Europäer verbinden mit dem Namen Altamira die vage Vorstellung einer Höhle im Norden Spaniens, deren Wände Urzeitmenschen bemalt haben: Hirsche und Bisons gibt das Licht der Taschenlampen frei, und Jäger mit Pfeil und Bogen. Faszinierende Einblicke in den Alltag vor 16.000 Jahren. Auch die brasilianischen Indianer vom Stamm der Kayapo malen. Schlangen und Fische zum Beispiel. Sie tragen sie auf der Haut. Heute noch. Es leben derzeit noch 7000 Kayapo am Rio Xingu. Aber ihre Tage sind gezählt. Denn die Regierung Brasiliens will den Fluss mehrfach aufstauen, um ein Kraftwerk zu betreiben. Die Indios haben das Projekt mit Namen Belo Monte bereits in den Achtzigerjahren zu Fall gebracht. Aber jetzt scheint es ernst zu werden. Der Vorarlberger Erwin Kräutler stemmt sich dagegen. Seit 30 Jahren ist er Bischof am Xingu. Seine Kathedrale steht in Altamira, der flächenmäßig drittgrößten Gemeinde der Welt.
Zwangsumsiedlungen
Wenn Brasilien das Projekt durchdrückt, wird der Staat bis zu 40.000 Bewohner entlang des Flusses umsiedeln müssen. Große Flächen des wertvollen Regenwaldes werden durch die Überflutung zerstört, Kräutler geht von 1000 km2 aus. Der gigantische Stausee, den sie bauen wollen, wird so groß sein wie der Bodensee: Der misst mit Ober- und Untersee 536 km2, der Stausee am Xingu soll 512 km2 groß werden. Die Stadt Altamira selbst wird zu einem Drittel überflutet. Kräutler schlägt sein Notebook auf und zeigt auf einer Landkarte das überflutete Stadtgebiet: Hier haben wir eine Schule, überall leben Freunde und Bekannte. Durch den Stausee wird Altamira zu einer Halbinsel. Das klingt idyllisch. Aber es wird ein toter See sein, ist Kräutler überzeugt. Wir leben dort im Tropenklima. Stehendes Wasser wird rasch zur Brutstätte von Moskitos und Ungeziefer aller Art und provoziert hundertprozentig enemische Krankheiten. Altamira sei jetzt schon voller Denguefieber. Und weil das Projekt Arbeit verspricht, werden 100.000 Zuwanderer erwartet. Das wird ein einziges Chaos. Kräutler spricht solche Befürchtungen nicht grundlos aus. Wir wissen das von anderen Projekten. Der 2.875 km2 große Tucuruí-Stausee etwa ist heute ein Lebensraum für die Malaria übertragende Anopheles-Mücke. Weil das Gelände zuvor nicht gerodet wurde, zersetzt sich unter Wasser die vorhandene Biomasse.

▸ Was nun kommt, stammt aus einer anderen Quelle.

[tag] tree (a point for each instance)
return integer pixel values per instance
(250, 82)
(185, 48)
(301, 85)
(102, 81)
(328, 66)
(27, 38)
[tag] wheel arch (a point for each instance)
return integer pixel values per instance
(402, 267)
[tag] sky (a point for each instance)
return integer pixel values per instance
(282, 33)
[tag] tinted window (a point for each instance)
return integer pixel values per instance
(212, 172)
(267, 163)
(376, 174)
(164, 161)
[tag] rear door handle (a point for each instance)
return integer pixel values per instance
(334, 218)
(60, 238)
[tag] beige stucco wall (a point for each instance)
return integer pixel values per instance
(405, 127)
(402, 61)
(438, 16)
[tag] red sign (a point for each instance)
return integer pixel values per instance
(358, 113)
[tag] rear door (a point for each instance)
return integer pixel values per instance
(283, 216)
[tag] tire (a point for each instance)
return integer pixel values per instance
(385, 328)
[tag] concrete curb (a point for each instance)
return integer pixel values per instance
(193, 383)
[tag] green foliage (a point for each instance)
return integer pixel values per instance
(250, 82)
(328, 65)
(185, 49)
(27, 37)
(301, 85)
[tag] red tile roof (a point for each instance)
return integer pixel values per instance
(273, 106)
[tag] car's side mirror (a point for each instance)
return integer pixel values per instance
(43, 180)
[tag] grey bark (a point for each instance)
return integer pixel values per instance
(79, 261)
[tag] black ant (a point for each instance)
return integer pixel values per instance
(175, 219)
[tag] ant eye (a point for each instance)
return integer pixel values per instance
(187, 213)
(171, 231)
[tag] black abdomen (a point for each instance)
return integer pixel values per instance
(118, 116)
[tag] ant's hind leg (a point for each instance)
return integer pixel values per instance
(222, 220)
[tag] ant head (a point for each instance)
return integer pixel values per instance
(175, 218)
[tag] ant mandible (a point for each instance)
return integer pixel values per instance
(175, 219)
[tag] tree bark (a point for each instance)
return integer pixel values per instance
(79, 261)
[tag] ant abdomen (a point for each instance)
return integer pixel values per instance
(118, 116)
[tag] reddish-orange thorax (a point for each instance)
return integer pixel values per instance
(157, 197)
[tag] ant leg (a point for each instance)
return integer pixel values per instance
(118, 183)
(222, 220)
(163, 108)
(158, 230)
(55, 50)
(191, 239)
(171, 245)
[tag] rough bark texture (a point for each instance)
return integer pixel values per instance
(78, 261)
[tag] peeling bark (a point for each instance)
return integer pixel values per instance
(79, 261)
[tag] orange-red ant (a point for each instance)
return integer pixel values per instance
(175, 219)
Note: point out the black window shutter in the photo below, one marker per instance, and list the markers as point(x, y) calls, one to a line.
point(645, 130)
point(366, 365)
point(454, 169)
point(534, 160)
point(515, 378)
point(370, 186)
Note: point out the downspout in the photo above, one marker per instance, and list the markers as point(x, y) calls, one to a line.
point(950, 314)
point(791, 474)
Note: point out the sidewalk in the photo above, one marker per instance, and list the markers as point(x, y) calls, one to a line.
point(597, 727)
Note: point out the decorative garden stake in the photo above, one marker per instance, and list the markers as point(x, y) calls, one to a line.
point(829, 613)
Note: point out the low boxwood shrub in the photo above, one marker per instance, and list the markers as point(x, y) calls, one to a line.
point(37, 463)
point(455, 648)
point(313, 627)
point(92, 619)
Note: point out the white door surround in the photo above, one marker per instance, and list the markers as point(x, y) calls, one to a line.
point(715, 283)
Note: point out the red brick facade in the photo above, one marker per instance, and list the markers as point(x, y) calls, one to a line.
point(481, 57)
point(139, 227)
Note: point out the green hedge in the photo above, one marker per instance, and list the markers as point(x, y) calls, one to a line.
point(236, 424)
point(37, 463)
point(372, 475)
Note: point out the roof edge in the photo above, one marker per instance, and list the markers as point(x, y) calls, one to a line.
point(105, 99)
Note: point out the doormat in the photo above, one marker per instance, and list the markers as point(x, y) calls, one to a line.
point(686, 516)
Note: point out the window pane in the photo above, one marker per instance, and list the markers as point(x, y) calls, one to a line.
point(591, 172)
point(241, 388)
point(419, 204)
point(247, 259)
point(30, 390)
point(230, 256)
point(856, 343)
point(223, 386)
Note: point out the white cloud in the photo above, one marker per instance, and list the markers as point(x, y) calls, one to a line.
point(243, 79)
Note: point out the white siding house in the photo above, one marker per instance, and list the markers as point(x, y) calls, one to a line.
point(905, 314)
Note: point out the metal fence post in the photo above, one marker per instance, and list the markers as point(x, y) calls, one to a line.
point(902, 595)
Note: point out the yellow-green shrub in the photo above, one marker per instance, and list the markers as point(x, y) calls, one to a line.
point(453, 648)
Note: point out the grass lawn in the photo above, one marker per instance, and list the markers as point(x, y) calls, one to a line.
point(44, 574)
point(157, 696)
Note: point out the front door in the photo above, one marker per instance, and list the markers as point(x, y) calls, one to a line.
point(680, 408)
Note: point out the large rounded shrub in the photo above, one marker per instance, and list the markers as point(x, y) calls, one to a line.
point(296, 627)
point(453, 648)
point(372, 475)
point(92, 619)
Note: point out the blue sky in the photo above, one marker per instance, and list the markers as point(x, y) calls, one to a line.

Erhebliche Mengen Methangas verdüstern die Klimabilanz.
Einfach zu seicht
Noch verheerender liest sich die Geschichte des Balbina- Stausees. Der wurde 1987 geflutet, um die Millionenstadt Manaus mit Strom zu versorgen. Aber das Kraftwerk produziert nur ein Drittel der möglichen 250 Megawatt, weil die Zuflüsse nicht mehr hergeben. Belo Monte prognostiziert Kräutler ein ähnliches Schicksal. Der Rio Xingu ist seicht in der Trockenzeit. Das alles hat auch deshalb weltweites Aufsehen erregt, weil wieder Teile des klimarelevanten Regenwaldes weichen sollen. So gesehen liegt auch Vorarlberg am Amazonas.